In the last two days there have been suggestions that New Zealand should consider a bid to host the Summer Olympics.
Now, I am a nationalist at heart and I absolutely believe in New Zealand’s capabilities. We probably could have hosted the Cricket World Cup on our own, and there would have been nothing greater than playing the Cricket World Cup Final on New Zealand soil. But to host the largest, most watched, most expensive, most resource intensive sporting fixture anywhere in the world is not only totally unrealistic, but it would also leave an economic legacy that we can ill afford.
If we are lucky, we might be able to host another Commonwealth Games.

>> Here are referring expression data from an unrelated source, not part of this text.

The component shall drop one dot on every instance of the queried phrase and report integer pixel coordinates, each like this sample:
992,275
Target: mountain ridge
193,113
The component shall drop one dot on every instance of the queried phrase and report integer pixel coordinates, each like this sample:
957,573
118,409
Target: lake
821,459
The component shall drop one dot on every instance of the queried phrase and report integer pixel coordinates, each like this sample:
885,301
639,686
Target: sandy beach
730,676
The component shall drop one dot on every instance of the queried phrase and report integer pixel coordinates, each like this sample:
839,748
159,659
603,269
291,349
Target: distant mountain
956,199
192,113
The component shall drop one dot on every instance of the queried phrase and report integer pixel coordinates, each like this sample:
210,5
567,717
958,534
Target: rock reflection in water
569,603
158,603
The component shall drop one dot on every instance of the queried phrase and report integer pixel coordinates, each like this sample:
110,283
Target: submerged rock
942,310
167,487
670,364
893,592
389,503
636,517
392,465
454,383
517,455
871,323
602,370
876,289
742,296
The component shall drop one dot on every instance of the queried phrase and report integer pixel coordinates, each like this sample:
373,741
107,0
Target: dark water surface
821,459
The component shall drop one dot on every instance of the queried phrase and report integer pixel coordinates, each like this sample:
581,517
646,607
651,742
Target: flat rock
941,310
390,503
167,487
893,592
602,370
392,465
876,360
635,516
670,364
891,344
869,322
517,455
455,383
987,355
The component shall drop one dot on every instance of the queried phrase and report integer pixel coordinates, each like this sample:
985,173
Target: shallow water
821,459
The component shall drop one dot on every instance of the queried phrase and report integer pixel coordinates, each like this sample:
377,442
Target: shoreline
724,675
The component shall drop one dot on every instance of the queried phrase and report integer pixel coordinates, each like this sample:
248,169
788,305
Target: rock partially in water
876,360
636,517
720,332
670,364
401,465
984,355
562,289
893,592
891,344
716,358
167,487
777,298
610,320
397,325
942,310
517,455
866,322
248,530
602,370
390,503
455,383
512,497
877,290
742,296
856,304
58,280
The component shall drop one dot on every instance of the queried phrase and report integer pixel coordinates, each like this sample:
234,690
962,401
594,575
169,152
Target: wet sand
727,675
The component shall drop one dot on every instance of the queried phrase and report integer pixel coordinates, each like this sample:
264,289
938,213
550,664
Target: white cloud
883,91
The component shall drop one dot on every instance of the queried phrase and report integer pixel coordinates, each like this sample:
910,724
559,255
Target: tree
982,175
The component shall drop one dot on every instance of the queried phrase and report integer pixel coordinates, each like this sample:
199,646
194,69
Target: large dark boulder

Our experience hosting the games in Christchurch in 1974 and in Auckland in 1990 was quite positive. The Commonwealth Games is much smaller, restricted to the nations of the British Commonwealth. The New Zealand contingent would be one of the larger contingents, as opposed to the Olympics where the largest would be from Russia, China and the United States. Hosting the Commonwealth Games though is a quantum leap from hosting the Olympics.
There are several very good reasons we should not bid to host the Olympics. And I would be willing to guess that both Mike Hosking and the International Olympic Committee Chief Executive gave nary a thought to these:
- Security – we would need thousands of soldiers, police, and other security personnel. They would need to be conversant in New Zealand law enforcement. We would need security surveillance capacity that simply does not exist in New Zealand at the moment and which for the most part we would otherwise have no need for.
- Stadia – the number of venues that would need to be built (unfortunately the Olympic movement seems to accept nothing other than brand new)would be beyond the budget of any one New Zealand city council, regional or district or any combination of them many times over.
- A complete athletes village would need to be constructed – and what would happen to it when the Olympics were over?
- The environmental impact for just 14 days of sporting excellence would be unbecoming for such a small nation as New Zealand
- The economic cost when we have a city still recovering from the country’s worst natural disaster in 80 years might very well bankrupt New Zealand before the first athlete arrived. What then?
- To cope with the huge influx of officials, spectators, competitors, states people from around the world, the infrastructure would need to be totally overhauled, even if it was in Auckland
Philosophical issues are also raised by hosting a sporting fixture that is becoming very expensive for even wealth countries such as the U.S., Japan and so forth to host. A decade after the Athens Olympics, Greece is in a state of economic malaise. It really struggled to meet I.O.C. deadlines for completing certain tasks, and the stadia today are largely disused. In Brazil, which is hosting the Olympics in 2016, the corruption that has permeated Brazilian politics and the associated crackdown on human rights raise issues about its suitability. Although Rio de Janeiro looks certain to host the games, what will the cost be?